I wasn’t going to write today because, technically, I don’t have time. I have a dental appointment today that is designed to cause me great pain and then Parents as Teachers later this afternoon.
But, as I was driving Gertrude to her sitter this morning I heard something that truly, truly disturbed me in ways that I cannot even begin to describe. It’s kind of walking in on your grandma while she’s wearing a leather teddy and carrying a whip. It was just . . . wrong.
What was it? A milk commercial. A milk commercial starring Aaron Neville. A milk commercial starring Aaron Neville singing a song thanking his mother for giving him milk.

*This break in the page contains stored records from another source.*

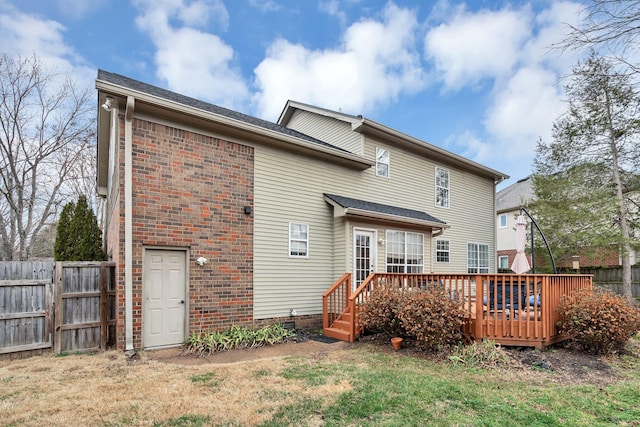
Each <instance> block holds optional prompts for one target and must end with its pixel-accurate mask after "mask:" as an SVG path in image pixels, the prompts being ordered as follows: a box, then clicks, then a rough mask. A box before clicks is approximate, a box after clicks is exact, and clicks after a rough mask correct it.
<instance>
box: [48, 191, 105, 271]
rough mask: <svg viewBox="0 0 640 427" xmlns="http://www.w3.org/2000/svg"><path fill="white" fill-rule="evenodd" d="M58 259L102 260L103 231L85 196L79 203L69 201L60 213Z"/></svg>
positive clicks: (55, 255) (57, 253)
mask: <svg viewBox="0 0 640 427" xmlns="http://www.w3.org/2000/svg"><path fill="white" fill-rule="evenodd" d="M54 257H55V260H56V261H101V260H103V259H104V253H103V251H102V233H101V231H100V227H98V221H97V219H96V216H95V214H94V213H93V210H92V209H91V208H90V207H89V205H88V203H87V198H86V197H85V196H80V197H79V198H78V202H77V203H67V204H66V205H65V206H64V208H63V209H62V212H61V214H60V219H59V220H58V228H57V231H56V241H55V243H54Z"/></svg>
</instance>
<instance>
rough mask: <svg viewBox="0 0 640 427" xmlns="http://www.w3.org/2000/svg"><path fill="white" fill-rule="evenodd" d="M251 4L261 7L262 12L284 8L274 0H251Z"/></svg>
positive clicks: (252, 4)
mask: <svg viewBox="0 0 640 427" xmlns="http://www.w3.org/2000/svg"><path fill="white" fill-rule="evenodd" d="M249 4H250V5H251V6H253V7H255V8H256V9H259V10H260V11H261V12H262V13H267V12H276V11H278V10H280V9H282V7H281V6H280V5H279V4H278V3H276V2H274V1H272V0H250V1H249Z"/></svg>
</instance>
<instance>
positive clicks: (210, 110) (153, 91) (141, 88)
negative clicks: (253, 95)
mask: <svg viewBox="0 0 640 427" xmlns="http://www.w3.org/2000/svg"><path fill="white" fill-rule="evenodd" d="M98 80H100V81H103V82H107V83H111V84H113V85H116V86H121V87H124V88H127V89H131V90H135V91H138V92H142V93H146V94H148V95H152V96H155V97H158V98H162V99H165V100H168V101H172V102H175V103H178V104H182V105H186V106H189V107H193V108H197V109H199V110H203V111H207V112H209V113H213V114H218V115H220V116H224V117H228V118H231V119H234V120H238V121H241V122H244V123H248V124H251V125H254V126H258V127H261V128H264V129H268V130H271V131H275V132H278V133H281V134H283V135H288V136H293V137H295V138H300V139H303V140H305V141H308V142H312V143H314V144H318V145H322V146H324V147H329V148H333V149H335V150H338V151H341V152H343V153H348V152H349V151H347V150H344V149H342V148H340V147H336V146H335V145H332V144H329V143H327V142H324V141H322V140H319V139H316V138H313V137H311V136H309V135H305V134H303V133H301V132H297V131H295V130H293V129H289V128H286V127H284V126H280V125H278V124H276V123H273V122H270V121H267V120H262V119H259V118H257V117H253V116H249V115H248V114H243V113H239V112H237V111H233V110H229V109H227V108H224V107H220V106H217V105H213V104H209V103H208V102H204V101H200V100H198V99H195V98H191V97H189V96H185V95H180V94H179V93H175V92H171V91H170V90H166V89H162V88H159V87H157V86H152V85H150V84H147V83H143V82H140V81H138V80H134V79H131V78H129V77H125V76H122V75H120V74H115V73H111V72H108V71H104V70H98Z"/></svg>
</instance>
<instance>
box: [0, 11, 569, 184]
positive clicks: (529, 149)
mask: <svg viewBox="0 0 640 427" xmlns="http://www.w3.org/2000/svg"><path fill="white" fill-rule="evenodd" d="M579 11H580V4H579V3H577V2H571V1H538V0H533V1H531V2H517V1H515V2H508V1H501V0H476V1H468V2H461V1H437V2H427V1H425V2H421V1H416V0H413V1H405V0H395V1H377V0H370V1H365V0H342V1H339V0H244V1H243V0H233V1H232V0H131V1H126V0H117V1H116V0H112V1H109V0H21V1H7V0H0V51H1V52H3V53H9V54H22V55H31V54H32V53H34V52H35V53H36V54H37V55H38V56H39V57H40V59H42V60H43V62H44V63H45V64H46V65H47V66H48V67H49V68H52V69H56V70H59V71H64V72H69V73H71V74H72V76H73V77H74V78H75V79H76V80H77V81H78V83H79V84H81V85H86V86H89V87H93V86H94V80H95V77H96V73H97V69H98V68H101V69H104V70H107V71H111V72H115V73H119V74H123V75H125V76H128V77H131V78H134V79H138V80H141V81H143V82H146V83H150V84H154V85H157V86H160V87H164V88H167V89H170V90H174V91H176V92H179V93H183V94H185V95H189V96H193V97H196V98H199V99H202V100H205V101H208V102H212V103H214V104H218V105H222V106H225V107H229V108H233V109H235V110H238V111H241V112H243V113H247V114H251V115H254V116H258V117H262V118H265V119H268V120H272V121H275V120H277V118H278V116H279V114H280V112H281V110H282V108H283V107H284V104H285V102H286V100H287V99H293V100H296V101H301V102H306V103H310V104H313V105H318V106H321V107H325V108H330V109H334V110H338V111H343V112H345V113H349V114H354V115H357V114H362V115H364V116H365V117H367V118H370V119H372V120H375V121H377V122H379V123H382V124H384V125H387V126H390V127H392V128H395V129H397V130H399V131H401V132H404V133H407V134H410V135H412V136H415V137H417V138H420V139H422V140H424V141H427V142H429V143H431V144H434V145H437V146H440V147H442V148H445V149H447V150H450V151H452V152H455V153H457V154H460V155H463V156H465V157H467V158H469V159H472V160H474V161H477V162H479V163H481V164H484V165H486V166H489V167H492V168H494V169H497V170H499V171H501V172H504V173H506V174H508V175H510V176H511V179H510V180H508V181H507V182H505V183H503V184H502V185H501V186H500V187H499V188H503V187H504V186H506V185H509V184H511V183H514V182H515V181H516V180H518V179H520V178H523V177H525V176H527V175H528V174H530V173H531V172H532V160H533V157H534V154H535V147H536V142H537V140H538V139H539V138H542V139H544V140H550V138H551V126H552V123H553V121H554V120H555V119H556V118H557V117H558V116H559V115H560V114H562V112H563V111H564V110H565V108H566V105H565V103H564V98H563V92H562V81H561V78H562V77H563V76H564V75H566V73H568V72H569V71H570V69H571V67H572V65H573V64H574V63H575V61H576V58H575V57H574V56H573V55H571V54H562V55H561V54H559V53H558V52H555V51H551V50H550V49H549V46H550V45H552V44H553V43H556V42H558V41H560V40H561V39H562V37H563V34H564V32H565V31H566V24H567V23H573V24H575V23H576V22H578V16H579V15H578V14H579Z"/></svg>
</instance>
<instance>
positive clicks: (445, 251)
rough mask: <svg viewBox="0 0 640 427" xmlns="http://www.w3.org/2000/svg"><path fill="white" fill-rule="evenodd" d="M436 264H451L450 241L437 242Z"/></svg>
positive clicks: (436, 243)
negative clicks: (442, 263)
mask: <svg viewBox="0 0 640 427" xmlns="http://www.w3.org/2000/svg"><path fill="white" fill-rule="evenodd" d="M436 262H449V241H448V240H437V241H436Z"/></svg>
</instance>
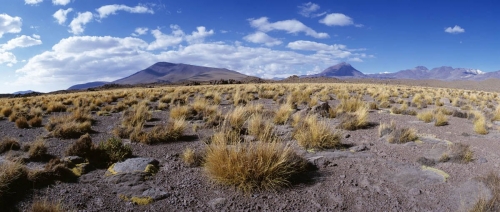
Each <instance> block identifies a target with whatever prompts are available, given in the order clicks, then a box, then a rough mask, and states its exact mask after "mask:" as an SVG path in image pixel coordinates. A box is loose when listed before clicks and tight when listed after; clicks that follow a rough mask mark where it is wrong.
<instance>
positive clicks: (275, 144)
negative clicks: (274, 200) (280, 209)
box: [204, 141, 307, 193]
mask: <svg viewBox="0 0 500 212" xmlns="http://www.w3.org/2000/svg"><path fill="white" fill-rule="evenodd" d="M306 164H307V163H306V161H305V160H304V159H303V158H301V157H300V156H298V155H297V154H296V153H295V152H294V151H293V149H292V148H291V147H288V146H285V145H284V144H282V143H280V142H243V143H234V144H232V145H228V144H227V141H226V142H212V143H211V144H210V145H208V146H207V147H206V155H205V163H204V169H205V171H206V172H207V174H208V176H209V177H210V178H211V179H212V180H213V181H215V182H217V183H220V184H224V185H230V186H235V187H236V188H237V189H239V190H241V191H243V192H246V193H249V192H252V191H255V190H277V189H279V188H281V187H284V186H289V185H290V184H291V181H292V179H293V178H294V177H295V176H297V175H298V174H300V173H302V172H303V171H304V170H305V167H306Z"/></svg>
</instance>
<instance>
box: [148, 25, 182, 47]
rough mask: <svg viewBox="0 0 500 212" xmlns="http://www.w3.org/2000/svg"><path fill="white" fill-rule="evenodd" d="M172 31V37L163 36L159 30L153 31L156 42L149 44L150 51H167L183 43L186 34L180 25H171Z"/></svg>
mask: <svg viewBox="0 0 500 212" xmlns="http://www.w3.org/2000/svg"><path fill="white" fill-rule="evenodd" d="M170 29H172V33H171V34H170V35H167V34H163V33H162V32H161V31H160V30H159V29H155V30H151V34H153V36H154V37H155V39H156V40H155V41H153V42H152V43H151V44H149V46H148V50H157V49H167V48H168V47H171V46H175V45H178V44H180V43H182V41H183V40H184V38H183V37H184V35H185V34H184V32H183V31H182V30H181V28H180V27H179V26H178V25H170Z"/></svg>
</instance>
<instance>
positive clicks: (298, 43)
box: [287, 40, 352, 58]
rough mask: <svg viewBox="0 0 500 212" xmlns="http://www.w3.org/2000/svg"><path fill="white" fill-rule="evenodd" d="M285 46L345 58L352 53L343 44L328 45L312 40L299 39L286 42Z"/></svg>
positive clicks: (351, 54)
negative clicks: (298, 39)
mask: <svg viewBox="0 0 500 212" xmlns="http://www.w3.org/2000/svg"><path fill="white" fill-rule="evenodd" d="M287 47H288V48H290V49H294V50H304V51H315V52H317V53H319V54H323V55H332V56H334V57H336V58H347V57H349V56H351V55H352V53H351V51H349V50H348V49H347V47H346V46H345V45H341V44H333V45H328V44H324V43H318V42H313V41H304V40H299V41H294V42H290V43H288V45H287Z"/></svg>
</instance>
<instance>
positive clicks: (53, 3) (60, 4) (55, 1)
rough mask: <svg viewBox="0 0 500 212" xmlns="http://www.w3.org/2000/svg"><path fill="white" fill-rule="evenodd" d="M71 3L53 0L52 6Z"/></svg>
mask: <svg viewBox="0 0 500 212" xmlns="http://www.w3.org/2000/svg"><path fill="white" fill-rule="evenodd" d="M69 2H71V0H52V4H54V5H62V6H64V5H67V4H69Z"/></svg>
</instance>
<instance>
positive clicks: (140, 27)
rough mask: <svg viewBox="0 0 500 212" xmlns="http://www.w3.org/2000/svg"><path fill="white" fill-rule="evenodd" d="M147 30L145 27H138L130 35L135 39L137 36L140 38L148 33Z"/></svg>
mask: <svg viewBox="0 0 500 212" xmlns="http://www.w3.org/2000/svg"><path fill="white" fill-rule="evenodd" d="M148 30H149V29H148V28H147V27H138V28H135V31H134V33H132V36H134V37H137V36H140V35H145V34H146V33H147V32H148Z"/></svg>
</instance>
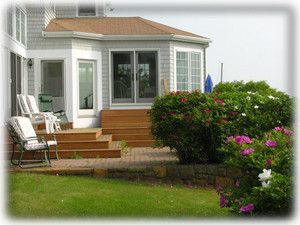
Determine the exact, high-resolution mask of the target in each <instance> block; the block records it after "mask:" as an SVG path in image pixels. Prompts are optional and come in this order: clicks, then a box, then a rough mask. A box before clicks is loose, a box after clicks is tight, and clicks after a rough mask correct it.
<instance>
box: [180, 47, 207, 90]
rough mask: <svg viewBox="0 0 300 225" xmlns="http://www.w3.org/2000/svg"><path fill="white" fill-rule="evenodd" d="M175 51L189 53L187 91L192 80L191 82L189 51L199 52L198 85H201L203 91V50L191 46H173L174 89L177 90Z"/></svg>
mask: <svg viewBox="0 0 300 225" xmlns="http://www.w3.org/2000/svg"><path fill="white" fill-rule="evenodd" d="M177 52H188V53H189V74H188V79H189V80H188V91H191V90H192V82H191V77H192V75H191V65H190V64H191V53H199V54H200V86H201V91H202V92H203V91H204V90H203V87H204V86H203V84H204V83H203V82H204V80H203V73H204V71H203V69H204V64H203V63H204V61H203V55H204V52H203V50H200V49H192V48H174V91H178V90H177V55H176V53H177Z"/></svg>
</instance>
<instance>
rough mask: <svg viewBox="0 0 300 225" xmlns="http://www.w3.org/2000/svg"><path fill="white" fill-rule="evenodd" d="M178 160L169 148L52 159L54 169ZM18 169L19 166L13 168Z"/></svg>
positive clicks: (145, 148)
mask: <svg viewBox="0 0 300 225" xmlns="http://www.w3.org/2000/svg"><path fill="white" fill-rule="evenodd" d="M177 163H178V159H177V158H176V157H175V156H174V154H173V153H172V152H170V149H169V148H167V147H166V148H161V149H160V148H151V147H140V148H132V150H131V151H130V152H128V153H125V152H122V156H121V158H83V159H60V160H56V159H52V160H51V164H52V168H95V169H96V168H132V167H147V166H161V165H169V164H177ZM10 168H11V169H12V168H13V169H18V168H19V167H18V166H13V167H12V166H11V167H10Z"/></svg>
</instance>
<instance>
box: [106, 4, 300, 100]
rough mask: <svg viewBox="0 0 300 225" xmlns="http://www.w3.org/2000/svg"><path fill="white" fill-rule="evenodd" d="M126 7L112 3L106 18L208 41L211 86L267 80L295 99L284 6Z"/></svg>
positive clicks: (182, 6)
mask: <svg viewBox="0 0 300 225" xmlns="http://www.w3.org/2000/svg"><path fill="white" fill-rule="evenodd" d="M175 2H176V3H175V4H170V1H166V3H163V4H161V3H159V2H157V1H155V2H154V3H152V4H150V3H146V4H145V3H144V2H143V3H141V1H139V2H138V1H135V2H134V3H131V4H130V3H129V4H128V2H127V3H126V4H125V3H124V2H122V1H114V0H111V1H110V4H111V7H112V8H114V10H113V11H109V10H108V11H107V16H111V17H121V16H126V17H127V16H140V17H143V18H145V19H149V20H152V21H155V22H158V23H162V24H165V25H168V26H172V27H175V28H178V29H181V30H184V31H188V32H191V33H194V34H198V35H201V36H205V37H208V38H210V39H211V40H212V43H211V44H210V47H209V48H208V49H207V73H208V74H210V75H211V77H212V80H213V83H214V84H217V83H219V82H220V81H221V63H223V76H222V78H223V79H222V81H223V82H226V81H229V82H231V81H234V80H239V81H240V80H244V81H245V82H248V81H250V80H253V81H261V80H265V81H266V82H267V83H268V84H269V85H270V86H271V87H272V88H276V89H277V90H280V91H284V92H286V93H288V94H291V95H293V96H296V90H295V85H294V84H295V79H296V78H295V71H294V69H293V68H292V67H293V66H294V65H293V63H295V62H294V61H295V57H293V56H294V53H293V47H294V45H295V43H294V41H295V40H294V39H293V38H294V14H293V7H291V6H289V5H288V4H286V5H282V4H280V5H279V4H264V5H261V4H258V5H255V4H251V5H249V4H248V5H245V4H239V5H237V4H210V5H208V4H201V3H197V2H196V1H192V2H191V1H188V2H187V3H184V2H183V1H175Z"/></svg>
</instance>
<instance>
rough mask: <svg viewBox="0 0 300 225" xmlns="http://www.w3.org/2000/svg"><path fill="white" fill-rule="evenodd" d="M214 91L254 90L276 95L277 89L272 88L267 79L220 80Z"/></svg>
mask: <svg viewBox="0 0 300 225" xmlns="http://www.w3.org/2000/svg"><path fill="white" fill-rule="evenodd" d="M214 92H215V93H218V92H222V93H223V92H252V93H257V94H260V95H276V94H277V93H278V92H277V91H276V89H273V88H271V87H270V86H269V85H268V84H267V83H266V82H265V81H258V82H254V81H249V82H247V83H246V84H245V83H244V81H236V80H235V81H233V82H220V83H218V84H217V85H216V86H215V87H214Z"/></svg>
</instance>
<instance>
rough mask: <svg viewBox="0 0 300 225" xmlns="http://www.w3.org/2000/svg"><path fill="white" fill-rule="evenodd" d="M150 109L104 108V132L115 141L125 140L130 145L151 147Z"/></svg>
mask: <svg viewBox="0 0 300 225" xmlns="http://www.w3.org/2000/svg"><path fill="white" fill-rule="evenodd" d="M147 112H148V109H126V110H102V120H101V121H102V133H103V134H106V135H113V141H121V140H125V141H126V143H127V145H128V146H129V147H151V146H152V145H153V144H154V140H153V138H152V137H151V135H150V125H151V124H150V122H149V120H150V118H149V116H148V114H147Z"/></svg>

In essence, it isn’t disturbing, really. In fact, I should consider it sweet. But I don’t. Instead, with the way he sings it like a passionate love song, I find my skin crawling. I know he’s talking about cow’s milk, but yet I picture this massive man with the girly voice suckling his Mama in deep Louisiana. And I find it gross.
More so, he discusses how his mom told him that milk would make him grow big and strong. Which it did. Aaron Neville is a huge man with arms like tree trunks. But he sings like a little girl. So, he certainly has strong bones and massive muscles, but his testes never dropped.* Maybe he should have asked his mom to stop force feeding him milk and get him straight to a doctor to find out about this issue.
I would have.
But, I can’t fault him for thanking his mom. Like I said, it’s kind of sweet, in a sick and twisted sort of way. Still, certainly there are more important things that his mother taught him that he could thank her for. I mean a good amount of people are lactose intolerant anyway.
For example, his mom potty trained him. He wouldn’t have had the musical career he’s had if he still wore diapers. That’s pretty important. Odds are she taught him to tie his shoes too. Again, a grown man who can’t tie his shoes won’t get anywhere. Can you respect a forty-year-old man with Velcro shoes? Probably not. Did she teach him how to use a fork and spoon? Probably. And he’s benefited from that.
But to me, a grown man who drinks milk isn’t all that unique. I mean, I’m glad he’s big and strong (despite his testes), but seriously, there’s just something wrong with this song . . .
*Note: I have no information on Aaron Neville’s testes nor do I want them. I just can’t figure out how a 300-pound man sings like Shirley Temple. My comments were not intended to disparage Aaron Neville, The Neville Brothers, their mother, the State of Louisiana, Dairy Farmers or people named Ethelbert.